To start a response surface design, select DOE > Response Surface Design, or click the Response Surface Design button on the JMP Starter DOE page. Then, follow the steps described in the following sections.
The steps for entering responses are the same in Screening Design, Space Filling Design, Mixture Design, Response Surface Design, Custom Design, and Full Factorial Design. These steps are outlined in Enter Responses and Factors into the Custom Designer
Factors in a response surface design can only be continuous. The Factors panel for a response surface design appears with two default continuous factors. To enter more factors, type the number you want in the Factors panel edit box and click Add, as shown in Enter Factors into a Response Surface Design.
Click Continue to proceed to the next step.
Highlight the type of response surface design you want and click Continue. The next sections describe the types of response surface designs shown in Choose a Design Type.
The Box-Behnken design has only three levels per factor and has no points at the vertices of the cube defined by the ranges of the factors. This is sometimes useful when it is desirable to avoid extreme points due to engineering considerations. The price of this characteristic is the higher uncertainty of prediction near the vertices compared to the central composite design.
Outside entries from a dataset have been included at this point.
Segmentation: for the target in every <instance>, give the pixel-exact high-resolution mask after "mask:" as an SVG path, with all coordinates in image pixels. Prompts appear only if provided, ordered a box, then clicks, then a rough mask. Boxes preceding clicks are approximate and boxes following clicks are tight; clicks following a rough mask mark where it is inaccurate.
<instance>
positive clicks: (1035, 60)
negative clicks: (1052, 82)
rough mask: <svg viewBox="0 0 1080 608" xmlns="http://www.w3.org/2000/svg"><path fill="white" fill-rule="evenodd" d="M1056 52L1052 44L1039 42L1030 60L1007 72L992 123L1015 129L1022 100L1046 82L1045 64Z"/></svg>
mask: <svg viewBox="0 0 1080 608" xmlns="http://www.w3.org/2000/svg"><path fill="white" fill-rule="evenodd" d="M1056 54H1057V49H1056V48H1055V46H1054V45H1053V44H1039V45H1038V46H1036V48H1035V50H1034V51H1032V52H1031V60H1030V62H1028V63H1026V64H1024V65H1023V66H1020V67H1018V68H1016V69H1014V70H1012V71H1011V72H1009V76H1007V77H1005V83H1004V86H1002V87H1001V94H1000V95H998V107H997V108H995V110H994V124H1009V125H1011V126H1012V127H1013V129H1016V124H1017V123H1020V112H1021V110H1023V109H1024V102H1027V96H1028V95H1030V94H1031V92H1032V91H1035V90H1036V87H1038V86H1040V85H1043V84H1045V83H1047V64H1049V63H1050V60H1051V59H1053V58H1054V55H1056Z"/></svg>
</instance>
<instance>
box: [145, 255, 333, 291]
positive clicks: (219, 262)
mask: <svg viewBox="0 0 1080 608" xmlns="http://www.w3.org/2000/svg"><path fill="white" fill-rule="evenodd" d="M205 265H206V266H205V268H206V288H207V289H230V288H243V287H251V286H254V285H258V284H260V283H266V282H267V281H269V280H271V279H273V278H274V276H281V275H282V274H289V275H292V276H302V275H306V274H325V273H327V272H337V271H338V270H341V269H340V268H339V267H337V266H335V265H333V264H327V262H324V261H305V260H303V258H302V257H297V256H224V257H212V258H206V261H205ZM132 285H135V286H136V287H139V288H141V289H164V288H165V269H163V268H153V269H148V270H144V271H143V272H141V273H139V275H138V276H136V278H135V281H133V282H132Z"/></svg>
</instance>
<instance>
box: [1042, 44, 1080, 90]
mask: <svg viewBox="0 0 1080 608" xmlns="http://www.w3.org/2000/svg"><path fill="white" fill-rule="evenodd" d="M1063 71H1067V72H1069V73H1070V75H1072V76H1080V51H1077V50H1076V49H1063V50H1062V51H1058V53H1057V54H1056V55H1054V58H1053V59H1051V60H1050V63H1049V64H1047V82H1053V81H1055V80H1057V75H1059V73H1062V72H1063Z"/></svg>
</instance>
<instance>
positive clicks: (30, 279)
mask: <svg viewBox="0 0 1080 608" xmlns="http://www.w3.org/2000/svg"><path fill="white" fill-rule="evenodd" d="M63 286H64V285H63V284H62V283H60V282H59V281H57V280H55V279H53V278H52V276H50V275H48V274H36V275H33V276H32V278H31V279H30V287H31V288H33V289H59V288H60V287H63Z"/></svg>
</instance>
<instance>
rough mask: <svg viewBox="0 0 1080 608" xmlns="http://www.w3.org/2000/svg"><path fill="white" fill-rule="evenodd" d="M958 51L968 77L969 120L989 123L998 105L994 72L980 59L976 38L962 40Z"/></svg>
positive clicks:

The response surface design list contains two types of central composite designs: uniform precision and orthogonal. These properties of central composite designs relate to the number of center points in the design and to the axial values:
When you select a central composite (CCD-Uniform Precision) design and then click Continue, you see the panel in Display and Modify the Central Composite Design. It supplies default axial scaling information. Entering 1.0 in the text box instructs JMP to place the axial value on the face of the cube defined by the factors, which controls how far out the axial points are. You have the flexibility to enter the values you want to use.
makes the variance of prediction depend only on the scaled distance from the center of the design. This causes the axial points to be more extreme than the range of the factor. If this factor range cannot be practically achieved, it is recommended that you choose On Face or specify your own value.
makes the effects orthogonal in the analysis. This causes the axial points to be more extreme than the –1 or 1 representing the range of the factor. If this factor range cannot be practically achieved, it is recommended that you choose On Face or specify your own value.
If you want to inscribe the design, click the box beside Inscribe. When checked, JMP rescales the whole design so that the axial points are at the low and high ends of the range (the axials are –1 and 1 and the factorials are shrunken based on that scaling).
Use the Output Options panel to specify how you want the output data table to appear. When the options are specified the way you want them, click Make Table. Note that the example shown in Select the Output Options is for a Box-Behnken design. The Box-Behnken design from the design list and the Output Options request 3 center points and no replicates.
Run Order provides a menu with options for designating the order you want the runs to appear in the data table when it is created. Menu choices are:
Add additional points with options given by Make JMP Table from design plus:
Specifies how many additional runs to add as center points to the design. A center point is a run that is located in the center of the range of each continuous factor.
Specify the number of times to replicate the entire design, including center points. Type the number of times you want to replicate the design in the associated text box. One replicate doubles the number of runs.
The column called Pattern identifies the coding of the factors. It shows all the codings with “+” for high, “–” for low factor, “a” and “A” for low and high axial values, and “0” for midrange. Pattern is suitable to use as a label variable in plots because when you hover over a point in a plot of the factors, the pattern value shows the factor coding of the point.The three rows whose values in the Pattern column are 000 are three center points.
The Y column is for recording experimental results.